Modeling and Control of a Cascaded NPC/H-Bridge Inverter with LCL Filter in PV- Grid Application

T. Wanjekeche *, D.V.Nicolae * * Department of Electrical Engineering

Tshwane University of Technology Pretoria, South Africa

Email: Wanjekeche@yahoo.com, nicolaedv@tut.ac.za

A.A.Jimoh Department of Electrical Engineering Tshwane University of Technology

Pretoria, South Africa Email: JimohAA@tut.ac.za

Abstract— The output voltage and current of renewable energy sources such as Photo- voltaic are not controlled. Consequently PV- Grid interface system is employed condition output voltage and current into the grid. This call for efficient and well designed control strategies to ensure reliability, stability and quality power output. This paper proposes nine- level cascaded NPC/H-bridge inverter as the PV- Grid interface. Cascaded NPC/H-Bridge inverter is modeled and a control law for realizing nine- level output with reduced harmonic content is developed. Modeling is easily achieved by considering the whole inverter as having four cascaded three level legs, two positive and two negative. Then a mathematical model is formulated for LCL filters assuming that the resistances associated with the inductances have negligible effect on the system steady state variables. Finally a control technique is developed for the whole system and its robustness tested by carrying out several simulations tests in MATLAB under different operating conditions.

Keywords- Cascaded NPC/H-Bridge; LCL filter; PWM inverter; PV – grid interface;

I. INTRODUCTION Grid connected PV systems are nowadays recognized for

their clean power generation, the main objective of grid connected PV system is to maximize power generation and injection to the grid but at the same time ensuring reliability, stability and quality power output. This calls for innovative but also more reliable, stable and cost effective power converters for interfacing PV modules to the grid [1]- [2].

Multilevel inverter is an effective solution for increasing power and reducing harmonics content of an ac waveform. This is because multilevel inverter has several advantages over the conventional two level inverters such as high voltage rating based on conventional power switches, better output voltage waveform which is close to sine wave with reduced harmonic content and less dv/dt, and finally higher output power is easily achieved [3] – [5].

Based on these advantages various circuits and topologies and modulation strategies have been reported for better utilization of multilevel voltage source inverters.

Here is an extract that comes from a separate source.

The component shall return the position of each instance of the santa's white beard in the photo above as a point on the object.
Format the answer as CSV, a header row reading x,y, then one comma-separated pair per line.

Multilevel topologies are classified into three categories, namely; the NPC inverter [6], The Flying Capacitor (FC) [7] and the cascaded inverters with separate voltage sources (also called H-bridge converters) [8]. A cascade multilevel inverter is a

special kind of multilevel inverter built to synthesize a desired AC voltage from several levels of DC voltages [9].

Various switching strategies have been developed to fit diverse topologies and applications. For PWM control methods the study is focused on harmonic elimination PWM modulation, multicarrier SPWM control, carrier phase shifted SPWM, and space vector modulation [10]-[12].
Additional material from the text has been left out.